Development of a novel nomogram for patients with SCLC and comparison with other models.

机构信息

Department of Radiotherapy, Shanxi Province Cancer Hospital, Shanxi Hospital Affiliated to Cancer Hospital, Chinese Academy of Medical Sciences, Cancer Hospital Affiliated to Shanxi Medical University, No.3, Zhigongxin Street, Taiyuan, Shanxi, 030010, China.
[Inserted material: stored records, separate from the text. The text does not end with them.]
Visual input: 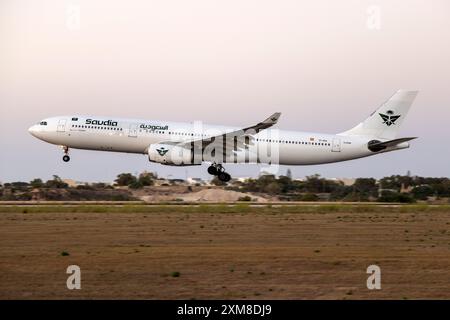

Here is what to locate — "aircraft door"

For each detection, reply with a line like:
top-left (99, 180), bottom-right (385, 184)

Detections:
top-left (128, 124), bottom-right (137, 138)
top-left (56, 119), bottom-right (67, 132)
top-left (331, 139), bottom-right (341, 152)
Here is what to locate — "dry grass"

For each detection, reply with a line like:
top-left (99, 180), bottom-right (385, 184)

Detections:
top-left (0, 205), bottom-right (450, 299)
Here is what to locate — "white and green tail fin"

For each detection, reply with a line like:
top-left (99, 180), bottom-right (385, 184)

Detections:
top-left (340, 90), bottom-right (418, 140)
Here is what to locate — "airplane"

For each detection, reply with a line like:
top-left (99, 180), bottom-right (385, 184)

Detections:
top-left (29, 90), bottom-right (418, 182)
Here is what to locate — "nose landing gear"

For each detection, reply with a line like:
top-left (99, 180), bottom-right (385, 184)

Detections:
top-left (63, 146), bottom-right (70, 162)
top-left (208, 163), bottom-right (231, 182)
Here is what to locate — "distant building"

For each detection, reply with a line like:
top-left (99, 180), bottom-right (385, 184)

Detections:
top-left (331, 178), bottom-right (356, 187)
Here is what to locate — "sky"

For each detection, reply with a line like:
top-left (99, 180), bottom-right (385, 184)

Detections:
top-left (0, 0), bottom-right (450, 182)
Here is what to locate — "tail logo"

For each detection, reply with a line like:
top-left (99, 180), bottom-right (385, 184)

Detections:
top-left (156, 147), bottom-right (169, 157)
top-left (379, 110), bottom-right (401, 127)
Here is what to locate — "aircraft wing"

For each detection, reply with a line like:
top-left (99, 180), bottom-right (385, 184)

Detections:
top-left (163, 112), bottom-right (281, 155)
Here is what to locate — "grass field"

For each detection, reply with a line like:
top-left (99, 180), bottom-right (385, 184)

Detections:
top-left (0, 203), bottom-right (450, 299)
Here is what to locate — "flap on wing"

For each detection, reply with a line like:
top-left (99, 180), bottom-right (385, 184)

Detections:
top-left (370, 137), bottom-right (417, 147)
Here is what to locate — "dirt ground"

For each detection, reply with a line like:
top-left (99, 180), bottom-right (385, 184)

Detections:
top-left (0, 208), bottom-right (450, 299)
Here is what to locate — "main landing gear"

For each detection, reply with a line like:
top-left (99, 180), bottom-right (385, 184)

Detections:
top-left (208, 163), bottom-right (231, 182)
top-left (62, 146), bottom-right (70, 162)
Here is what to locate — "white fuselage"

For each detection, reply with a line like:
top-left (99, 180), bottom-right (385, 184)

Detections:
top-left (29, 116), bottom-right (409, 165)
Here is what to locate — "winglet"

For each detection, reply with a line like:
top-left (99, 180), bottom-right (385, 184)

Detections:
top-left (260, 112), bottom-right (281, 128)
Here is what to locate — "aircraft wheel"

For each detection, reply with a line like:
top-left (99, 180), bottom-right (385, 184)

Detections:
top-left (208, 166), bottom-right (219, 176)
top-left (218, 172), bottom-right (231, 182)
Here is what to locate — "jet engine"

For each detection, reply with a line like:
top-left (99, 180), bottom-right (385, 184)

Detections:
top-left (148, 143), bottom-right (202, 166)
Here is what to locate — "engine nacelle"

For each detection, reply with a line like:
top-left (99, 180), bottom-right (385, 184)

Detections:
top-left (148, 143), bottom-right (202, 166)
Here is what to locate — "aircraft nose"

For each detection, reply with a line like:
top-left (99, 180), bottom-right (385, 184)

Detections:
top-left (28, 125), bottom-right (38, 137)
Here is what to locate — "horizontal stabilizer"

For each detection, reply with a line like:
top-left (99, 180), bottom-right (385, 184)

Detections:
top-left (368, 137), bottom-right (417, 151)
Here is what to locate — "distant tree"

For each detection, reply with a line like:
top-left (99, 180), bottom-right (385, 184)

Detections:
top-left (138, 172), bottom-right (157, 186)
top-left (286, 169), bottom-right (292, 180)
top-left (30, 178), bottom-right (44, 188)
top-left (114, 173), bottom-right (137, 186)
top-left (45, 175), bottom-right (69, 189)
top-left (301, 193), bottom-right (319, 201)
top-left (378, 190), bottom-right (415, 203)
top-left (264, 181), bottom-right (281, 195)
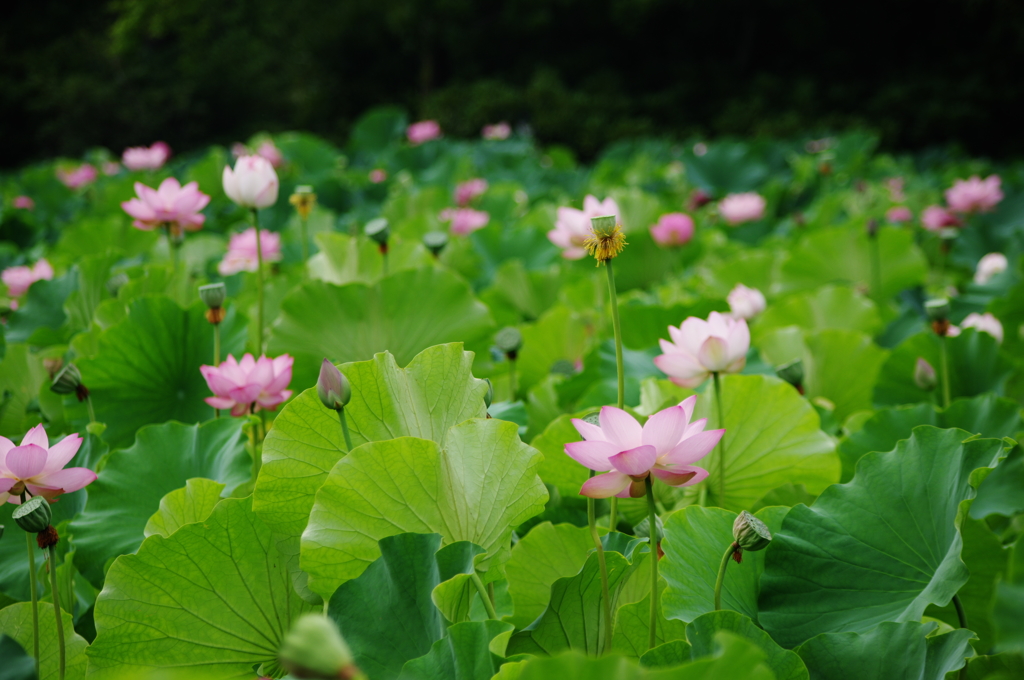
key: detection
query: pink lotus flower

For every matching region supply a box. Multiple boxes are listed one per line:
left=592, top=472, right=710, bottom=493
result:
left=455, top=177, right=487, bottom=207
left=565, top=396, right=725, bottom=498
left=0, top=425, right=96, bottom=505
left=961, top=311, right=1002, bottom=344
left=438, top=208, right=490, bottom=237
left=650, top=213, right=693, bottom=246
left=256, top=139, right=285, bottom=168
left=121, top=177, right=210, bottom=235
left=199, top=354, right=295, bottom=416
left=57, top=163, right=96, bottom=188
left=222, top=156, right=280, bottom=208
left=921, top=206, right=964, bottom=231
left=726, top=284, right=768, bottom=318
left=217, top=226, right=282, bottom=277
left=654, top=311, right=751, bottom=387
left=718, top=192, right=767, bottom=226
left=0, top=259, right=53, bottom=297
left=480, top=121, right=512, bottom=141
left=121, top=141, right=171, bottom=170
left=974, top=253, right=1010, bottom=286
left=886, top=206, right=913, bottom=224
left=406, top=121, right=441, bottom=146
left=946, top=175, right=1002, bottom=213
left=548, top=196, right=618, bottom=260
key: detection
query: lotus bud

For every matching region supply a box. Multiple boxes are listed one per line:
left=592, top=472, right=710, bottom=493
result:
left=50, top=364, right=89, bottom=401
left=316, top=358, right=352, bottom=411
left=288, top=184, right=316, bottom=219
left=11, top=496, right=51, bottom=534
left=278, top=613, right=359, bottom=679
left=775, top=358, right=804, bottom=389
left=495, top=326, right=522, bottom=362
left=423, top=231, right=449, bottom=257
left=732, top=510, right=771, bottom=551
left=913, top=356, right=939, bottom=392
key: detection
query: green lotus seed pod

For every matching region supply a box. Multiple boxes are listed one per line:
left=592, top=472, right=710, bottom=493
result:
left=732, top=510, right=771, bottom=551
left=11, top=496, right=50, bottom=534
left=278, top=613, right=354, bottom=678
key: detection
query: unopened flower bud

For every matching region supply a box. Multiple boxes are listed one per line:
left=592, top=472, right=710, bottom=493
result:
left=423, top=231, right=449, bottom=257
left=495, top=326, right=522, bottom=360
left=362, top=217, right=391, bottom=248
left=732, top=510, right=771, bottom=551
left=278, top=613, right=358, bottom=679
left=913, top=356, right=939, bottom=392
left=316, top=358, right=352, bottom=411
left=11, top=496, right=51, bottom=534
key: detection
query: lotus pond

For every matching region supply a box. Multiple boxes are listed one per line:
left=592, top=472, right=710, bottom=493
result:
left=0, top=109, right=1024, bottom=680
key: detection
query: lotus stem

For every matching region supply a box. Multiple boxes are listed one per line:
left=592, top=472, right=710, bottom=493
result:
left=644, top=473, right=658, bottom=649
left=712, top=371, right=725, bottom=507
left=587, top=470, right=613, bottom=654
left=470, top=570, right=498, bottom=621
left=49, top=546, right=66, bottom=680
left=715, top=542, right=739, bottom=611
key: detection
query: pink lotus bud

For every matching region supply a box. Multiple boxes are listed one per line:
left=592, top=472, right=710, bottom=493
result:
left=946, top=175, right=1002, bottom=213
left=974, top=253, right=1010, bottom=286
left=718, top=192, right=767, bottom=226
left=548, top=196, right=618, bottom=260
left=650, top=213, right=693, bottom=246
left=726, top=284, right=768, bottom=320
left=480, top=121, right=512, bottom=141
left=886, top=206, right=913, bottom=224
left=406, top=121, right=441, bottom=146
left=223, top=156, right=280, bottom=208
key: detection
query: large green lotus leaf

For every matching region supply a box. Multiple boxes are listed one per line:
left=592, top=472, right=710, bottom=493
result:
left=874, top=329, right=1015, bottom=406
left=72, top=418, right=252, bottom=588
left=759, top=425, right=1004, bottom=647
left=505, top=522, right=594, bottom=629
left=399, top=621, right=513, bottom=680
left=269, top=267, right=494, bottom=386
left=328, top=534, right=480, bottom=679
left=300, top=418, right=548, bottom=597
left=782, top=225, right=928, bottom=299
left=751, top=286, right=882, bottom=345
left=65, top=296, right=246, bottom=446
left=89, top=498, right=313, bottom=680
left=693, top=375, right=840, bottom=511
left=660, top=506, right=788, bottom=622
left=686, top=609, right=809, bottom=680
left=508, top=541, right=649, bottom=654
left=839, top=393, right=1021, bottom=485
left=0, top=602, right=89, bottom=680
left=797, top=622, right=974, bottom=680
left=253, top=343, right=487, bottom=554
left=142, top=477, right=224, bottom=538
left=925, top=518, right=1008, bottom=653
left=804, top=330, right=889, bottom=422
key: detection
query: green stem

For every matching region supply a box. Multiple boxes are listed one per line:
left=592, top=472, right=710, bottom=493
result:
left=253, top=208, right=263, bottom=354
left=939, top=336, right=949, bottom=409
left=49, top=546, right=66, bottom=680
left=604, top=260, right=626, bottom=409
left=712, top=371, right=725, bottom=506
left=587, top=477, right=613, bottom=653
left=22, top=532, right=39, bottom=677
left=644, top=474, right=658, bottom=649
left=338, top=409, right=352, bottom=451
left=715, top=543, right=739, bottom=611
left=470, top=571, right=498, bottom=621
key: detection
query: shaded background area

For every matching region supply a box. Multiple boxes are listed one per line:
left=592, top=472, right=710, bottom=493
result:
left=0, top=0, right=1024, bottom=167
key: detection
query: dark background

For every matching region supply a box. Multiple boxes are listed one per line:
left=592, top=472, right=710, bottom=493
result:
left=0, top=0, right=1024, bottom=167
Department of Thoracic Surgery, Shanxi Province Cancer Hospital, Shanxi Hospital Affiliated to Cancer Hospital, Chinese Academy of Medical Sciences, Cancer Hospital Affiliated to Shanxi Medical University, No.3, Zhigongxin Street, Taiyuan, Shanxi, 030013, China.

出版信息

BMC Cancer. 2024 Oct 10;24(1):1257. doi: 10.1186/s12885-024-12791-9.

Abstract

BACKGROUND

Though several nomograms have been established to predict the survival probability of patients with small-cell lung cancer (SCLC), none involved enough variables. This study aimed to construct a novel prognostic nomogram and compare its performance with other models.

METHODS

Seven hundred twenty-two patients were pathologically diagnosed with SCLC in Shanxi Province Cancer Hospital, Shanxi Hospital Affiliated to Cancer Hospital, Chinese Academy of Medical Sciences, Cancer Hospital Affiliated to Shanxi Medical University from January 2016 to December 2018. We input Forty-one factors by reviewing the medical records. The nomogram was constructed based on the variables identified by univariate and multivariate analyses in the training set and validated in the validation set. Then we compared the performance of the models in terms of discrimination, calibration, and clinical net benefit.

RESULTS

There were eight variables involved in the nomogram: gender, monocyte (MON), neuron-specific enolase (NSE), cytokeratin 19 fragments (Cyfra211), M stage, radiotherapy (RT), chemotherapy cycles (CT cycles), and prophylactic cranial irradiation (PCI). The calibration curve showed a good correlation between the nomogram prediction and actual observation for overall survival (OS). The area under the curve (AUC) of the nomogram was higher, and the Integrated Brier score (IBS) was lower than other models, indicating a more accurate prediction. Decision curve analysis (DCA) showed a significant improvement in the clinical net benefit compared to the other models.

CONCLUSIONS

We constructed a novel nomogram to predict OS for patients with SCLC using more comprehensive and objective variables. It performed better than existing models and would assist clinicians in individually estimating risk and making a therapeutic regimen.

摘要

背景

虽然已经建立了几种预测小细胞肺癌(SCLC)患者生存概率的列线图,但没有一个涉及足够的变量。本研究旨在构建一种新的预后列线图,并将其与其他模型进行比较。

方法

从 2016 年 1 月至 2018 年 12 月,在山西省肿瘤医院、中国医学科学院肿瘤医院山西医院、山西医科大学附属肿瘤医院,对 722 例经病理诊断为 SCLC 的患者进行了回顾性分析。我们通过查阅病历输入了 41 个因素。基于训练集中单变量和多变量分析确定的变量构建列线图,并在验证集中验证。然后,我们从区分度、校准度和临床净获益方面比较了模型的性能。

结果

该列线图涉及 8 个变量:性别、单核细胞(MON)、神经元特异性烯醇化酶(NSE)、细胞角蛋白 19 片段(Cyfra211)、M 期、放疗(RT)、化疗周期(CT 周期)和预防性颅脑照射(PCI)。校准曲线显示,总体生存(OS)的列线图预测与实际观察之间存在良好的相关性。列线图的曲线下面积(AUC)更高,综合 Brier 评分(IBS)更低,表明预测更准确。决策曲线分析(DCA)显示,与其他模型相比,临床净获益有显著改善。

结论

我们构建了一种新的列线图,使用更全面和客观的变量来预测 SCLC 患者的 OS。它的性能优于现有的模型,可以帮助临床医生个体估计风险并制定治疗方案。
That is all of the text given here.